The last interesting views I had out the window of my plane were of Half Dome, or Tis-sa-ack in the local native language. This sheer rock-face is a batholith, a granite upwelling often making the core of a mountain. Despite its appearance, Half Dome was not split in half, it seems to have formed more or less in the shape it has now. Glaciers have smoothed and rounded the upper surface and carved out the characteristic U-shaped valley below though.
Glaciers have had a far larger impact on the world than most people realize. Humans reached Australia some 60,000 years ago, able to walk over-land all the way to where Bali is now, needing boats only for a short stretch from Bali to Lubok. Fifteen thousand years ago people walked from Siberia to Alaska over a broad grassy plain when the sea level was some 300 feet (91 meters) lower than today as a result of the water locked up in the ice.
When Greenland and Antarctica melt (which they will eventually do with or without our presence, the only difference is when it happens) sea level will rise by some 200 feet (67 meters) above present day levels. At the moment there is a lot of talk of halting climate change via geo-engineering projects. This is talk that completely and painfully misses the point.
The climate is a dynamic system, one that experiences wide changes over long periods of time, with the changes sometimes happening rapidly. Yes, we desperately need to stop messing with the climate by releasing fossil CO2, methane, CFCs, and all the other greenhouse gasses we pump into the atmosphere with such abandon. We are pushing the natural changes hard, forcing them to be of greater magnitude and to happen faster than they would otherwise.

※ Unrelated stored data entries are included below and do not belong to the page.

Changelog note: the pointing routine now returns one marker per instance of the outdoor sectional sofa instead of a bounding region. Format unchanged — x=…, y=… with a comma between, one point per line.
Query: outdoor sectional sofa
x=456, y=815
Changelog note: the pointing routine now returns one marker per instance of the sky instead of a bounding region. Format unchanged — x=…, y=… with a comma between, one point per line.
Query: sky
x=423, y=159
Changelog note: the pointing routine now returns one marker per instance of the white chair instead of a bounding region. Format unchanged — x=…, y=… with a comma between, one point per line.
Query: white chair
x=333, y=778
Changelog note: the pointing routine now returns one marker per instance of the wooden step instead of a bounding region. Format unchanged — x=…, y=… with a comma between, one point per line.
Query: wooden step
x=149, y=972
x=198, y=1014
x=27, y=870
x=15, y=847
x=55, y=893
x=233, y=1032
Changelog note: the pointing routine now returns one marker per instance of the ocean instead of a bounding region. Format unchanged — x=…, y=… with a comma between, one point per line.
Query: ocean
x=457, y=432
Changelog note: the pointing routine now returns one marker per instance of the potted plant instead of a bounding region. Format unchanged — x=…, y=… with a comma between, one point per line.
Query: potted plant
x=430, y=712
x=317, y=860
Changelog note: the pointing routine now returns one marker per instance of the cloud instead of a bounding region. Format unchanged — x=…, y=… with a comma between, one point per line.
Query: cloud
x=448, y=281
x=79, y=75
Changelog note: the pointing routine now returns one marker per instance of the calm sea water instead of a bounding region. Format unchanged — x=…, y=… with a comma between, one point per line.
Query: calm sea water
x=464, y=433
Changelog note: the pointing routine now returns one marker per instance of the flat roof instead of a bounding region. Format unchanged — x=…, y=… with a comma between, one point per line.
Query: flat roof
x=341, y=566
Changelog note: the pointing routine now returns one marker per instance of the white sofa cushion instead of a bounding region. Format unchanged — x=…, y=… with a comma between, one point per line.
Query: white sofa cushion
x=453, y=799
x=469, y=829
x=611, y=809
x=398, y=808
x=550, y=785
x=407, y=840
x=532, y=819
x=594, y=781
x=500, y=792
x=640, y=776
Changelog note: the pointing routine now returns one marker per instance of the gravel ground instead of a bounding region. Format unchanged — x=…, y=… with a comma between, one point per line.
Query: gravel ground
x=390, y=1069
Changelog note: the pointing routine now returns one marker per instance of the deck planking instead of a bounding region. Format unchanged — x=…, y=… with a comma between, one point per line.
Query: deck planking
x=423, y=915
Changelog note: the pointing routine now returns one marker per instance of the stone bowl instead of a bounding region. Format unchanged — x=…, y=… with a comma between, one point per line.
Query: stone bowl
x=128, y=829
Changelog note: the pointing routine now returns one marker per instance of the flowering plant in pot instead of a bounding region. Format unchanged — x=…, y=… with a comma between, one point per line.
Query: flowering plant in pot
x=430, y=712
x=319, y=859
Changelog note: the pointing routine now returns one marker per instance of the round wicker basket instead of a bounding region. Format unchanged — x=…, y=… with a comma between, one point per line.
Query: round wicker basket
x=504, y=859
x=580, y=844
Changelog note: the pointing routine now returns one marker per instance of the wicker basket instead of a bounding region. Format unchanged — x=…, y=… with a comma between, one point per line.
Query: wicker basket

We need to stop this, but what we do not need to and should not do is compound our mistakes by dumping iron into the oceans, pumping sulfur into the upper atmosphere, or place orbiting mirrors in space to deflect sunlight in a misguided attempt to keep the climate the way it was during the early 1900s.
We are driven by our economic system to keep things in some idealized stasis based on the time when we built our current infrastructure. We may want things to stay static, but the earth is dynamic and fluid. In our short-sighted, profit driven efforts to “save” our political and economic systems we will destroy the very thing that those systems and our societies are based on.
Seeing the earth from new perspectives and thinking about what we see tells us about the world is important. We are on a cusp, we are standing on the edge of our metaphorical Half Dome. We can tumble off the steep edge with disastrous consequences, or we can ease our way back down the slightly less steep slope, and once more enjoy the rich valley floor below.